Here we regard the core learning algorithm and its representations as entirely inscrutable. However, this inscrutable representation can be used with the black-box algorithm (e.g. classifier) to act as an oracle on unseen inputs. This enables various forms of exploratory or perturbation analysis that use manipulations of the inputs and explore their effects on the outputs.
BB1. Exploration analysis for human visualisation.
Lots of random or systematically chosen inputs can be used to create input–output maps that can be visualised using standard scientific or information visualisation techniques.. The influence explorer is a good example of this albeit for simulation-based results rather than black-box ML.
BB2. Perturbation/exploration analysis for key feature detection.
This is especially useful where there is a large input feature vector, which is being used in an unknown or hard to comprehend way by an algorithm. Basically one either systematically or randomly changes individual input features or sets them as missing values (if the algorithm can deal with these) and see how this affects results. This can be used to establish which are the most important features for particular aspects of the automated decision-making.
An example of this is in vision research patches of pixels are randomised and this is then used to create hot-spot images of where the computer is focusing its ‘attention’ in making particular classifications. This can help determine, for example, whether the learnt rules are using sensible parts of the image or potentially accidental features (like the old example of a NN that appeared to be able differentiate US vs Russian tanks, but turned effectively be a sunny weather recogniser!).
The outputs of this can be used for human comprehension directly, or can be used for feature detection for second round of learning … including white box techniques.
BB3. Perturbation analysis for central and boundary cases.
Use this for classification or other forms of discrete output algorithm. As with BB1, start off by generating lots of examples, but then perturb each. If an example’s output remains constant (e.g. discrete classification) despite perturbation it is central. If small perturbations change the class it is a boundary example. Those examples where small perturbations do not change it, but larger ones do (large and small as measured by Hamming distance, or other suitable metric) are in the penumbra of the boundary – these may also be useful.

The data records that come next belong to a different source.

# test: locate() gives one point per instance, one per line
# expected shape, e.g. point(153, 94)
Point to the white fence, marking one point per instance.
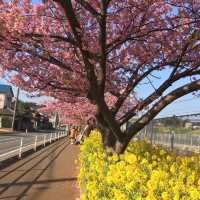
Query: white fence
point(32, 142)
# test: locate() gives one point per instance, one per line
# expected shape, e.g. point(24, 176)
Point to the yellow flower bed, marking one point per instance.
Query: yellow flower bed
point(142, 172)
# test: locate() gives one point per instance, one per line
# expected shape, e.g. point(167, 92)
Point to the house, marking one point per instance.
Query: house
point(6, 111)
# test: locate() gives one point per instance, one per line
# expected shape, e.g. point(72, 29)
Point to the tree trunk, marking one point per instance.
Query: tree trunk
point(110, 143)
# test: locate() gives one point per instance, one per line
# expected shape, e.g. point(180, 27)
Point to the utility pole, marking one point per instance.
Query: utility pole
point(15, 108)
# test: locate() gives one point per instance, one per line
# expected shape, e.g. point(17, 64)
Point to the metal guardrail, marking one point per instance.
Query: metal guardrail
point(184, 141)
point(34, 142)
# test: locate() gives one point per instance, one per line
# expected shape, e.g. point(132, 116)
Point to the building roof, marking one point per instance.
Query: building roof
point(6, 89)
point(6, 111)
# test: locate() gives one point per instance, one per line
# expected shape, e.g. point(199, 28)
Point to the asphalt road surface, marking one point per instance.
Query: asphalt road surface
point(9, 142)
point(48, 174)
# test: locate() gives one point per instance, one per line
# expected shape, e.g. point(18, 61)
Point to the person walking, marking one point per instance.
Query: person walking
point(72, 134)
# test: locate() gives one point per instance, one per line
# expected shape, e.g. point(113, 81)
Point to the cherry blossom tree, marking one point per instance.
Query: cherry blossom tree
point(78, 50)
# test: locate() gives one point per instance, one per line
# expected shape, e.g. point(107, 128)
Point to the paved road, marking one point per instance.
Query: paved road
point(10, 142)
point(48, 174)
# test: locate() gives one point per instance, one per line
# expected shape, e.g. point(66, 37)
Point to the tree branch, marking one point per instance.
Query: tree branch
point(161, 104)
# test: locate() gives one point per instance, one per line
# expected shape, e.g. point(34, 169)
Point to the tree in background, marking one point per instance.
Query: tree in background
point(78, 50)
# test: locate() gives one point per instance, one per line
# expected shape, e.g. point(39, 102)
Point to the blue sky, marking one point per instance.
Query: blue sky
point(185, 105)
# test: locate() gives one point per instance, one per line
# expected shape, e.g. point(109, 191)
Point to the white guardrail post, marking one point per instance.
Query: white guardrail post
point(35, 145)
point(20, 148)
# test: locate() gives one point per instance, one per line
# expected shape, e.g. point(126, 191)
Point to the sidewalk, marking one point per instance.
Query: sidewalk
point(48, 174)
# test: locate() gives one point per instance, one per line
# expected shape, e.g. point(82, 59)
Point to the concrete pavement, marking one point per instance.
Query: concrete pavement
point(48, 174)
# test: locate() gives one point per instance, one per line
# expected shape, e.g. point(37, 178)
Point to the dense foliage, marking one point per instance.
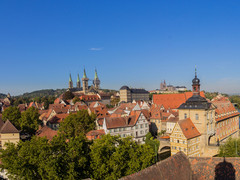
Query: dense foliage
point(76, 158)
point(26, 121)
point(113, 157)
point(230, 149)
point(41, 159)
point(79, 123)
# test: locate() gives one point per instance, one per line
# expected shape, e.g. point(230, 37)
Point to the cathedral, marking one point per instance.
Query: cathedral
point(85, 89)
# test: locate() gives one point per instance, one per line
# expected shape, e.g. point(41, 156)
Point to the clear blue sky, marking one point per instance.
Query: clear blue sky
point(131, 42)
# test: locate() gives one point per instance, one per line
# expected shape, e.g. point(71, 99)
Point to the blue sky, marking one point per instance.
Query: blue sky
point(136, 43)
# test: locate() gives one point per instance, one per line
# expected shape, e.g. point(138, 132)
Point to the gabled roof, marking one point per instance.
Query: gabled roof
point(116, 122)
point(188, 128)
point(8, 127)
point(173, 101)
point(96, 132)
point(46, 132)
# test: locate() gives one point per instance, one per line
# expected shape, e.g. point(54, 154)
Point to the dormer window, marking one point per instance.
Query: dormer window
point(196, 116)
point(185, 115)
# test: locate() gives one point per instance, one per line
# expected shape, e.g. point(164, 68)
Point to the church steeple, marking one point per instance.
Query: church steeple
point(196, 84)
point(70, 83)
point(96, 80)
point(85, 82)
point(84, 74)
point(78, 82)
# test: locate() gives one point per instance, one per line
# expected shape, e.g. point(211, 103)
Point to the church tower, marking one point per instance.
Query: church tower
point(85, 82)
point(196, 85)
point(96, 81)
point(70, 83)
point(78, 82)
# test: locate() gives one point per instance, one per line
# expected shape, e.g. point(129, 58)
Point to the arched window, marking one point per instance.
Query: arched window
point(196, 116)
point(185, 115)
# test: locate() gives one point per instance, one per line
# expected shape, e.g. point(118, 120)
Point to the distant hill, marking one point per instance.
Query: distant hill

The boundary and central cases can be used to help a human understand the classes. The examples can also be used to train different kinds of classifiers, for example using boundary cases to boost learning for more symbolic ML (BB methods feeding into WB). The actual boundaries or penumbra cases can be chosen depending on whether the secondary ML can deal with uncertainty.
BB4. Black-box as oracle for white-box learning.
Rather like BB1, the black-box model can be used to classify large numbers of unseen or generated examples. These generated input– output pairs can then be used as training data for white-box algorithms, as we described doing for adversarial behaviours in WB3.